Edição nº 43

Duas histórias sobre montanhas

Duas histórias sobre montanhas

Aqui onde estou
     Depois de ter vencido muitos concursos de arco e flecha, o campeão da cidade foi procurar o mestre zen.
     - Sou o melhor de todos - disse. - Não aprendi religião, não procurei ajuda dos monges, e consegui chegar a ser considerado o melhor arqueiro de toda região. Soube que, durante uma época, o senhor foi o melhor arqueiro da região, e pergunto: havia necessidade de virar um monge para aprender a atirar?
     - Não - respondeu o mestre zen.
     Mas o campeão não se deu por satisfeito: retirou uma flecha, colocou em seu arco, disparou, e atingiu uma cereja que se encontrava muito distante. Sorriu, como quem diz: "o senhor podia ter poupado o seu tempo, dedicando-se apenas à técnica." E disse:
     - Duvido que o senhor repita isso.
     Sem demonstrar a menor preocupação, o mestre entrou, pegou seu arco, e começou a caminhar em direção a uma montanha próxima.
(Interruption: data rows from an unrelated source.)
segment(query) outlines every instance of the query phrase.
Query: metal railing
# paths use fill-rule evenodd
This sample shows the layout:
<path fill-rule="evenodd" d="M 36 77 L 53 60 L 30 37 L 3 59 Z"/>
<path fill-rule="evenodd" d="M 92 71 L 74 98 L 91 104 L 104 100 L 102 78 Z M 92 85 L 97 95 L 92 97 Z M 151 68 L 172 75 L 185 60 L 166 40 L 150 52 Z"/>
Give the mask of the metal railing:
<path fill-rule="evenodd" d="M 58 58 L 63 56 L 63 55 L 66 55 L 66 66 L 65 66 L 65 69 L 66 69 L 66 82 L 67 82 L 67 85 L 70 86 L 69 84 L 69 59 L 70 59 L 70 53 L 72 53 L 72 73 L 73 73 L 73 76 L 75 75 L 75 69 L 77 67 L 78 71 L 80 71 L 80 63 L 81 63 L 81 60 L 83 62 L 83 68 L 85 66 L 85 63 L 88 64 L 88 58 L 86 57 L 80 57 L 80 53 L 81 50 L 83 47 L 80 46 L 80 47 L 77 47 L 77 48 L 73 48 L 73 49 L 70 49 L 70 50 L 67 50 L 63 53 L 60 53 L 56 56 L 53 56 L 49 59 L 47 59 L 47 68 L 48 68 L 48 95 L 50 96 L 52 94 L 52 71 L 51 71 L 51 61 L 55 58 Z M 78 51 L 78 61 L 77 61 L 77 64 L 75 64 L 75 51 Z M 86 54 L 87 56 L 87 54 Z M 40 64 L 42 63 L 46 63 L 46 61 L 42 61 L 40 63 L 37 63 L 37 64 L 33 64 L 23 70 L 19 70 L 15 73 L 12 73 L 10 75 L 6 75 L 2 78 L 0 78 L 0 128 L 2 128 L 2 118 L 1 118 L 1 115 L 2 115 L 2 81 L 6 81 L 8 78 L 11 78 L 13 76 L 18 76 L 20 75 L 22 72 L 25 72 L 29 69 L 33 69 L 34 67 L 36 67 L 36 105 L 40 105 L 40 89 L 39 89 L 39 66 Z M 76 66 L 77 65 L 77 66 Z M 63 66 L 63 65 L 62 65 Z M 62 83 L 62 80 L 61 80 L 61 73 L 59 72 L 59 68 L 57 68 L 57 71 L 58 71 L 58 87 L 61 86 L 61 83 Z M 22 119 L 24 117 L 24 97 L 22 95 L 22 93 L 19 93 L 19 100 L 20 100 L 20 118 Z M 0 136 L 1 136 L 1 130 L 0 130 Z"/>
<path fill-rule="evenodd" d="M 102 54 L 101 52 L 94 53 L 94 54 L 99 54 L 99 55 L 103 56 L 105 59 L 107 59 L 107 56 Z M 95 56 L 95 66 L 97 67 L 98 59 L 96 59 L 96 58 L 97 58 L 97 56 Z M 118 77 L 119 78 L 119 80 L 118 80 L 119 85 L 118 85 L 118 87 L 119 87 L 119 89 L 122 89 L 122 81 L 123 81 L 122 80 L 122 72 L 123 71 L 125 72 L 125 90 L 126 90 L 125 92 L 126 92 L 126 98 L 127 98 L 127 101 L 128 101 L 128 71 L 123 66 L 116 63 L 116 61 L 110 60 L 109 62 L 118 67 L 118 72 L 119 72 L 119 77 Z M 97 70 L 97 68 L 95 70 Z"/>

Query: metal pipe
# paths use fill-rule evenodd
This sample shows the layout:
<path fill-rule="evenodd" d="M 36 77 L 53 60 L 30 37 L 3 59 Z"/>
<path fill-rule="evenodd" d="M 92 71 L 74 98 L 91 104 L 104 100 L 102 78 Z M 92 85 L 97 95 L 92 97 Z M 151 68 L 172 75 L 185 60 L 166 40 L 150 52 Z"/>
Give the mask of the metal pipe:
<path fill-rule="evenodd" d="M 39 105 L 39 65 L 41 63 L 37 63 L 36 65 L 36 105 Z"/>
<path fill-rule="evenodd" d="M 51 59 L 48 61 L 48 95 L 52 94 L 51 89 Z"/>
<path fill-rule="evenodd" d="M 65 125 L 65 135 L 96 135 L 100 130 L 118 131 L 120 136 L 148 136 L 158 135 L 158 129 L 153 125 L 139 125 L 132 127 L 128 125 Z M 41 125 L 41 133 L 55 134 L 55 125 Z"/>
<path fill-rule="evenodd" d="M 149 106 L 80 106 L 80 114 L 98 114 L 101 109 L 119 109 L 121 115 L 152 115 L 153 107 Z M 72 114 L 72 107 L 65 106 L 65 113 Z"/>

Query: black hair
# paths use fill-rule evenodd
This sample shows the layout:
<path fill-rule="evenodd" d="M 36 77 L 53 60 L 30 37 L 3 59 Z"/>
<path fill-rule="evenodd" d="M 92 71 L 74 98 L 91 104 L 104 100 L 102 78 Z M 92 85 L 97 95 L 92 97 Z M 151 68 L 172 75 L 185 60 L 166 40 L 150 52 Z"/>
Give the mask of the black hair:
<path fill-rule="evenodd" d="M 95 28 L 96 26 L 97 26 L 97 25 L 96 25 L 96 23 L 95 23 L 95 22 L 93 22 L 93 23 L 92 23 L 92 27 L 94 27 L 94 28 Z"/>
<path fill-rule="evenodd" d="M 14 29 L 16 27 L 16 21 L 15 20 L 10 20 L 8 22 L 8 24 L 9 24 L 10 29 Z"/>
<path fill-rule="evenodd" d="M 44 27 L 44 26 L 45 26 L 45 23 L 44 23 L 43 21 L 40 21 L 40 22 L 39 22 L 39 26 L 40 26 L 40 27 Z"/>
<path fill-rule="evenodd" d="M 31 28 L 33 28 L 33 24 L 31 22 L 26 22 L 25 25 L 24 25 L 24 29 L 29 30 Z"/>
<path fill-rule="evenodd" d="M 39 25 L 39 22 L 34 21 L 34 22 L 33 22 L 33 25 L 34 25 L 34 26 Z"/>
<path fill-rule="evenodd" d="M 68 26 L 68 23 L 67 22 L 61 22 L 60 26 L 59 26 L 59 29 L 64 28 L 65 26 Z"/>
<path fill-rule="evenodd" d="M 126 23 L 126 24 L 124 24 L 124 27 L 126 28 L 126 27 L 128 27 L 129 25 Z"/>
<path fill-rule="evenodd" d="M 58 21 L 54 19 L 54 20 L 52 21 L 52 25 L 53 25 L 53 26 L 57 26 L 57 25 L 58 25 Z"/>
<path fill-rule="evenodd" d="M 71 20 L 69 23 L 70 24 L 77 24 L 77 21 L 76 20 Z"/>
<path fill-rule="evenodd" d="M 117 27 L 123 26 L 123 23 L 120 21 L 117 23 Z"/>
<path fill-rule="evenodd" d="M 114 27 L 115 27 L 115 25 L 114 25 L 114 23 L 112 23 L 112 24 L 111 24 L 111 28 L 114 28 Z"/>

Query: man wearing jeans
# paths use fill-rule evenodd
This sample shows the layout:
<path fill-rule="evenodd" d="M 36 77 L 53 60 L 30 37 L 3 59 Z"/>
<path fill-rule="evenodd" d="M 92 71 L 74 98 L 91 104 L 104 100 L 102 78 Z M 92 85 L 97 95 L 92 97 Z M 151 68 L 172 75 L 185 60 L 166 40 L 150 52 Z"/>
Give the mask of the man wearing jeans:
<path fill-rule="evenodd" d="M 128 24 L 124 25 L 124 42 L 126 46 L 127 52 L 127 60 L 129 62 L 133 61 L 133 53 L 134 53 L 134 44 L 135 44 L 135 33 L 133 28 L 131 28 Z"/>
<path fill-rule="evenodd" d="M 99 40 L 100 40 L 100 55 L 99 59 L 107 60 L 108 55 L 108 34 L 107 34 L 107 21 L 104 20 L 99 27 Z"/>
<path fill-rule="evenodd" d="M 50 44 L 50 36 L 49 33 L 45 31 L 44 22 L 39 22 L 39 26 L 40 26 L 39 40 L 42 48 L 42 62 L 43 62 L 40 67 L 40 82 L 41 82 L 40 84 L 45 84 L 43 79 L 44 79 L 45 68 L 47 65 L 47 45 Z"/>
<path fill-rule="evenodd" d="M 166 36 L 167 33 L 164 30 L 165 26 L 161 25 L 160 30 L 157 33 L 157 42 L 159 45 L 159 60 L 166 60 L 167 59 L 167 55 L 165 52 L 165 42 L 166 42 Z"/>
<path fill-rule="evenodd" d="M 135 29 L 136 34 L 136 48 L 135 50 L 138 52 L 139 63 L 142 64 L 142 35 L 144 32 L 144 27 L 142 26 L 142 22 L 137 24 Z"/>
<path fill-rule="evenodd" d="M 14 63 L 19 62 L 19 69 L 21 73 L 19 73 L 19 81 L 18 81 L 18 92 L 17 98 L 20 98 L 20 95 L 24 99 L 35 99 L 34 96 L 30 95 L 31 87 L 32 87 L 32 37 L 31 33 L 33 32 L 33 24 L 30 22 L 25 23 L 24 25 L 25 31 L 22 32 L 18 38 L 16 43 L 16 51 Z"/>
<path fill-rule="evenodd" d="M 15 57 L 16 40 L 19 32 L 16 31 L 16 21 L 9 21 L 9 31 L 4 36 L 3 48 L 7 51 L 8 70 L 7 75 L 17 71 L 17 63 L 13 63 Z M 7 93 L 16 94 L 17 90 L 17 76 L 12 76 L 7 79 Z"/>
No caminho, existia um abismo que só podia ser cruzado por uma velha ponte de corda apodrecida, quase despencando: com toda a calma, o mestre zen foi até o meio da ponte, tirou seu arco, colocou a flecha, apontou uma árvore do outro lado do despenhadeiro, e acertou o alvo.
     - Agora é você - disse gentilmente para o rapaz, enquanto voltava para terreno seguro.
     Aterrorizado, olhando o abismo aos seus pés, o jovem foi até o lugar indicado, atirou, mas sua flecha atingiu um lugar muito distante do alvo.
     - Para isso valeu a disciplina e a prática da meditação - concluiu o mestre, quando o rapaz voltou para o seu lado. - Você pode ter muita habilidade com o instrumento que escolheu para ganhar a vida, mas tudo isso é inútil, se não consegue dominar a mente que utiliza este instrumento.

Contemplando o deserto
     Três pessoas que passavam em uma pequena caravana, viram um homem contemplando o entardecer no deserto de Saara do alto de uma montanha.
     - Deve ser um pastor que perdeu uma ovelha, e procura saber onde está - disse o primeiro.
     - Não, não creio que esteja procurando algo, muito menos na hora do pôr-do-sol, onde a vista fica confusa. Acho que espera um amigo.
     - Garanto que é um homem santo, e procura a iluminação, - comentou o terceiro.
     Começaram a comentar o que o tal homem fazia, e tanto se empenharam na discussão que quase terminaram brigando. Finalmente, para resolver quem tinha razão, decidiram subir a montanha e ir até o homem.
     - O senhor está procurando sua ovelha? - perguntou o primeiro.
     - Não, não tenho rebanho.
     - Então, com certeza, espera alguém - afirmou o segundo.
     - Sou um homem solitário, que vive no deserto - foi a resposta.
     - Por viver no deserto, e na solidão, devemos acreditar que é um santo, em busca de sinais de Deus, e está meditando! - disse, contente, o terceiro homem.
     - Será que tudo na Terra precisa ter uma explicação? Pois então explico: estou aqui apenas olhando o pôr-do-sol: isso não basta para dar um sentido à nossas vidas?